«ClickFix» - Se una presunta correzione o verifica di un errore installa un malware

Il BACS sta osservando un aumento delle segnalazioni del metodo di infezione «ClickFix». Gli utenti vengono indotti a inserire ed eseguire codice nocivo nella riga di comando del computer fingendo problemi tecnici. La truffa aggira abilmente le misure tecniche di sicurezza, in quanto le vittime autorizzano di fatto l'infezione del loro sistema.

 

Con il cosiddetto "click-fix", l'utente ignaro si auto-infligge il danno Foto: depositphotos/solarseven

Dietro il termine «ClickFix» si nasconde una sofisticata tattica di ingegneria sociale. Il nome «ClickFix» descrive una soluzione rapida a un problema tecnico («fix») che viene offerta con un semplice clic («click»). Gli aggressori manipolano siti Web legittimi ma scarsamente protetti o inseriscono annunci pubblicitari che conducono a pagine preparate. Non appena una persona visita la pagina, appare una finestra di overlay o pop-up dall'aspetto ingannevole e reale.

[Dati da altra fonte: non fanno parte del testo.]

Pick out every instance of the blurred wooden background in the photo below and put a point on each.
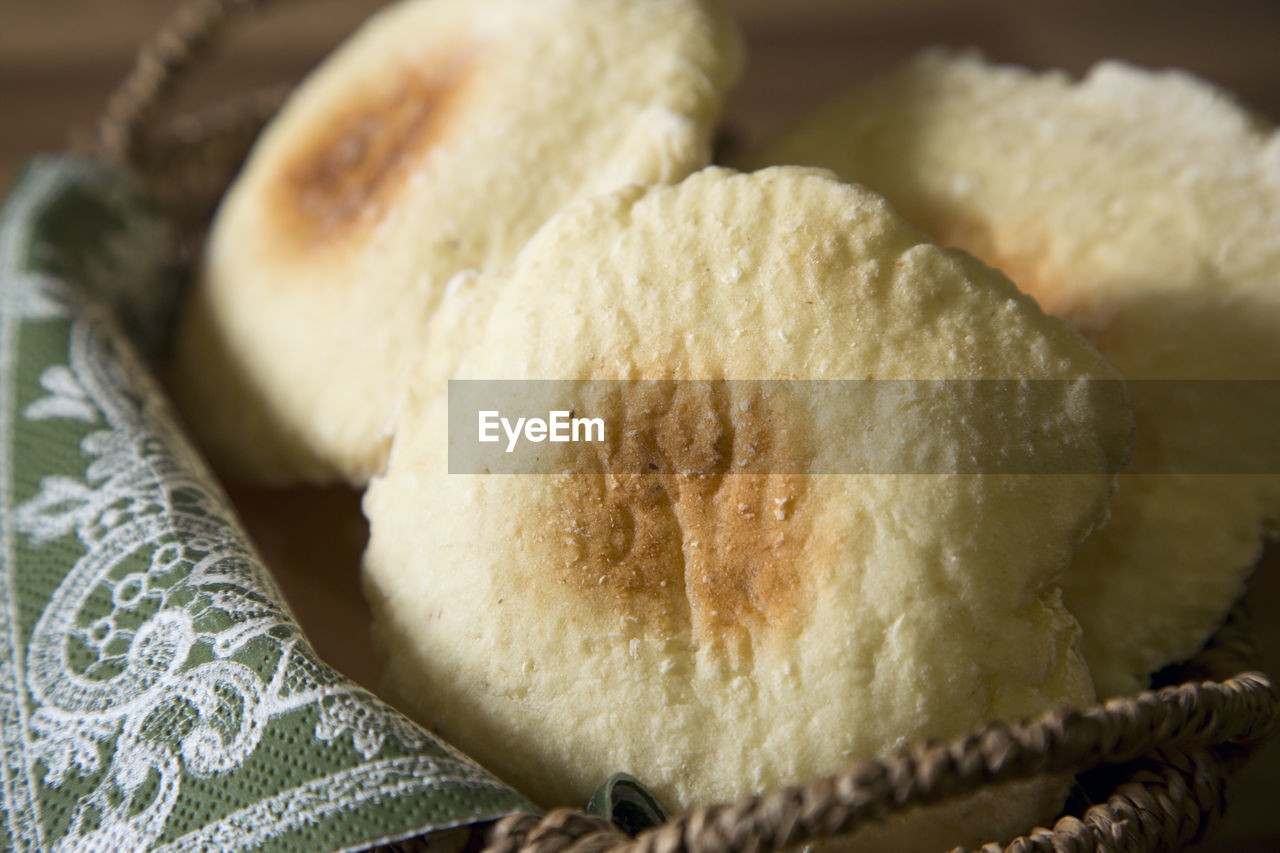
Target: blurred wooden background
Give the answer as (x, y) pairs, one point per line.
(60, 58)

In base alle informazioni contenute in questa finestra, è presente un problema tecnico, come un aggiornamento fallito del browser, un errore DNS, un problema di visualizzazione del contenuto o, più frequentemente, la necessità di risolvere un presunto CAPTCHA. Per risolvere il problema, all'utente viene mostrato un pulsante.

Esempi di inserto «ClickFix». Foto: BACS

Dal browser alla riga di comando

Gli utenti non sanno che aprendo il sito web hanno già copiato negli appunti un comando «PowerShell» (per Windows) o un comando «Terminal» (per macOS) dannoso. La vittima viene quindi istruita a eseguire combinazioni di tasti poco appariscenti. Tuttavia, queste combinazioni di tasti sono piuttosto potenti. In questo modo, la console viene aperta e il codice precedentemente copiato negli appunti viene incollato. Premendo il tasto Invio, il comando viene immediatamente eseguito e viene caricato il codice dannoso.

Potenziale di danno

Non appena il comando viene eseguito, lo script tenta di stabilire una connessione con un server e di scaricare un programma dannoso. Mentre il download diretto di malware è spesso bloccato dai programmi antivirus, il comando per il download proviene ora direttamente dall'utente nel contesto delle sue autorizzazioni, in modo che molti meccanismi di sicurezza non diano l'allarme. Nella maggior parte dei casi viene scaricato il cosiddetto «Infostealer». Questo malware è specializzato nella lettura di password dai browser, nello svuotamento di portafogli di criptovalute o nel furto di cookie di sessione dai browser Internet, che gli aggressori possono utilizzare per accedere ad account (ad esempio e-mail o sistemi aziendali) senza password. Nelle reti aziendali, questo può anche essere il primo passo di un successivo attacco ransomware.

Metodo avanzato: «CrashFix»

Dall'inizio dell'anno sono state stabilite ulteriori procedure. Uno di questi metodi è noto come «CrashFix». Si tratta della distribuzione di estensioni del browser manipolate, camuffate da strumenti utili come gli ad blocker. Queste estensioni sono programmate in modo tale da causare intenzionalmente un crash del browser con un certo ritardo. Dopo il riavvio del browser, appare un messaggio che invita l'utente a «riparare» il presunto errore inserendo determinati comandi. In realtà, questi comandi consentono anche l'installazione di malware.

Raccomandazioni

  • Diffidate se i siti web affermano che il vostro browser deve essere aggiornato o che un errore può essere risolto solo eseguendo dei comandi. Gli aggiornamenti ufficiali del browser vengono eseguiti tramite le impostazioni interne del browser, mai tramite un sito web.
  • Non copiate mai codice o comandi da fonti sconosciute direttamente in «PowerShell», nel «Terminale» o nel prompt dei comandi.
  • Non installare programmi da fonti sconosciute.
  • Informate i dipendenti di questa specifica truffa. Sapere che un sito web non vi chiederà mai di inserire manualmente dei comandi nel sistema è la migliore protezione.
  • Negli ambienti aziendali, occorre verificare se l'esecuzione degli script «PowerShell» può essere limitata agli utenti normali.
  • Se siete stati vittime di un attacco di questo tipo, vi invitiamo a denunciare l'accaduto.